Вот в чем опасность, и притом достаточно реальная. Это вовсе не плод неуравновешенности и подозрительности. Ведь такое случалось уже не раз. Сколько их было, молодых писателей, в том числе и самых лучших, — чей талант обещал так много и с первых же шагов завоевал шумное признание, а они не оправдали надежд, ибо продали право первородства за эту жалкую чечевичную похлебку. Бывало, такой тоже начинает с поисков правды, а потом на него словно найдет затмение, и в конце концов он станет поборником правды особого рода, урезанной и ограниченной. Он станет своеобразным защитником устоявшегося порядка вещей, и имя его жиреет и лоснится на страницах «Сатердей ивнинг пост» и дамских журналов.

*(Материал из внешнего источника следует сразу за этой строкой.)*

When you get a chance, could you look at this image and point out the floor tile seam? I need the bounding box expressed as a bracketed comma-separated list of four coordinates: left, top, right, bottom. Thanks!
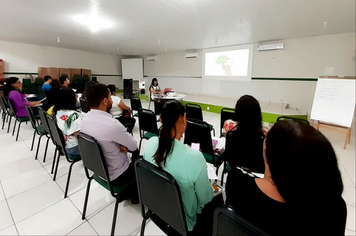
[0, 180, 20, 235]
[8, 195, 64, 225]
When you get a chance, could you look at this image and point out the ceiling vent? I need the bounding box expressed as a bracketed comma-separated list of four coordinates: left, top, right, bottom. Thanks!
[147, 57, 156, 61]
[184, 52, 199, 58]
[257, 43, 284, 51]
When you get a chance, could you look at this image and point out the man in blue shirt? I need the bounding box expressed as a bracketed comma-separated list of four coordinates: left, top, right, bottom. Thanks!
[42, 75, 52, 92]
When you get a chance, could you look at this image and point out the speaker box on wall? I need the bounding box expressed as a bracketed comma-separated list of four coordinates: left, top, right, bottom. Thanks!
[124, 79, 133, 98]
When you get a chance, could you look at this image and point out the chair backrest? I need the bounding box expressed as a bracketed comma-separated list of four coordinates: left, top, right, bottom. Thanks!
[184, 119, 214, 155]
[0, 96, 8, 111]
[79, 98, 90, 112]
[277, 116, 310, 125]
[37, 107, 53, 136]
[138, 108, 158, 137]
[220, 107, 235, 137]
[47, 116, 68, 158]
[185, 103, 203, 121]
[213, 205, 269, 236]
[77, 132, 114, 195]
[135, 159, 188, 235]
[6, 98, 17, 117]
[130, 96, 142, 111]
[25, 104, 37, 129]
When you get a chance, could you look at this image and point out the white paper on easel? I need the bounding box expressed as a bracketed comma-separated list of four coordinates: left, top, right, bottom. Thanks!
[206, 163, 218, 179]
[310, 78, 355, 127]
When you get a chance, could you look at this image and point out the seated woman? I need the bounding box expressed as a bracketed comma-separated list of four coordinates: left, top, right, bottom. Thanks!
[223, 95, 265, 173]
[150, 78, 162, 100]
[226, 120, 346, 235]
[4, 77, 41, 117]
[108, 84, 136, 133]
[143, 101, 223, 235]
[53, 88, 83, 155]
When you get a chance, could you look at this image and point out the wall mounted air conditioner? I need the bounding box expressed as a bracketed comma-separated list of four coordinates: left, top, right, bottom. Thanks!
[184, 52, 199, 58]
[147, 57, 156, 61]
[257, 43, 284, 51]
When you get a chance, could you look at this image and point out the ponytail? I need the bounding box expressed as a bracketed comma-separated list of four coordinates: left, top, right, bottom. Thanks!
[153, 100, 185, 167]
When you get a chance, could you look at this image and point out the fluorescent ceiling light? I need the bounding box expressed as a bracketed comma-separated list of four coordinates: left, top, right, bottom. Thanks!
[73, 14, 114, 33]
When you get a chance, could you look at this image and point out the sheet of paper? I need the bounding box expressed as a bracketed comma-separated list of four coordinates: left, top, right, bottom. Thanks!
[206, 163, 218, 179]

Либо он станет эскапистом, запродаст себя в Голливуд и канет в небытие. Либо как-то иначе, но все по тому же бессмысленному закону, он примкнет к той или иной группировке, клике, фракции, к тому или иному кругу в искусстве или политике и станет во главе какого-нибудь обреченного и путаного культика или изма. Этой мелкой сошки было великое множество — они объявляли себя «коммунистами» в литературе, либо поборниками системы единого налога, либо воинствующими вегетарианцами, либо проповедовали спасение через нудизм.
Кем бы они ни становились — а они кем только не становились, — они уподоблялись слепцам, которые на ощупь судят о слоне: каждый принимал какую-то частицу жизни за жизнь в целом, какую-то долю правды или полуправду за всю правду, какое-то личное стремленьице за всеобъемлющее стремление человечества. Если такое случится и с ним, Джорджем Уэббером, как сможет он воспеть Америку?

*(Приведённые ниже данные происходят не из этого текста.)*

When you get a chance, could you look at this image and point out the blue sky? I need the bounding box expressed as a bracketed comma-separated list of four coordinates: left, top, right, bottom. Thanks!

Теперь все проясняется. Взбодрившись в этот час прозрения, начинаешь находить ответы на свои вопросы. Становится понятней, как надо поступить. Теперь ясно, куда приведет путь, на который когда-то, полный надежд, охотно, даже радостно он вступил вместе с Эстер, и так же ясно стало — вдруг, окончательно и бесповоротно, — что надо порвать с ней, отвернуться от ее волшебного, пленительного мира, не то погубишь свою душу, душу художника. Вот к чему все сводится.
Но в ту самую минуту, когда Джордж понял это, уже знал, что так оно и есть, и согласился с этим, его вдруг охватило такое острое ощущение утраты, что от боли и любви он едва не вскрикнул. Неужели так никогда и не обрести обыкновенную правду и уверенность? Неужели пытке не будет конца? В юности, в пылу восторга, объятый благородным вдохновеньем, он всегда представлял себе звездный лик ночи и страстно желал очутиться среди великих мира сего, узнать высокие мечты и высокие думы. И вот мечта сбылась, вокруг те, кому он лишь издали завидовал, — и тут-то видишь: бескорыстное величие рассыпается в прах, а величавая ночь оказывается змеей, что затаилась, свернувшись в самом сердце жизни! Нигде не найти ни слушателя, ни слов для всех страстных и путаных убеждений юности! Видишь, что вера предана, а предатели, осыпанные почестями, сами стали кумирами, подменили собой веру! Видишь, что правда стала лживой, а ложь прикинулась правдой, добро — злом, зло — добром, и вся паутина жизни так переменчива, так непостоянна!
Нет, все совсем, совсем не так, как он некогда предвкушал… И, забыв, где находится, он вдруг судорожно протянул руки в невольном порыве тоски и недоумения.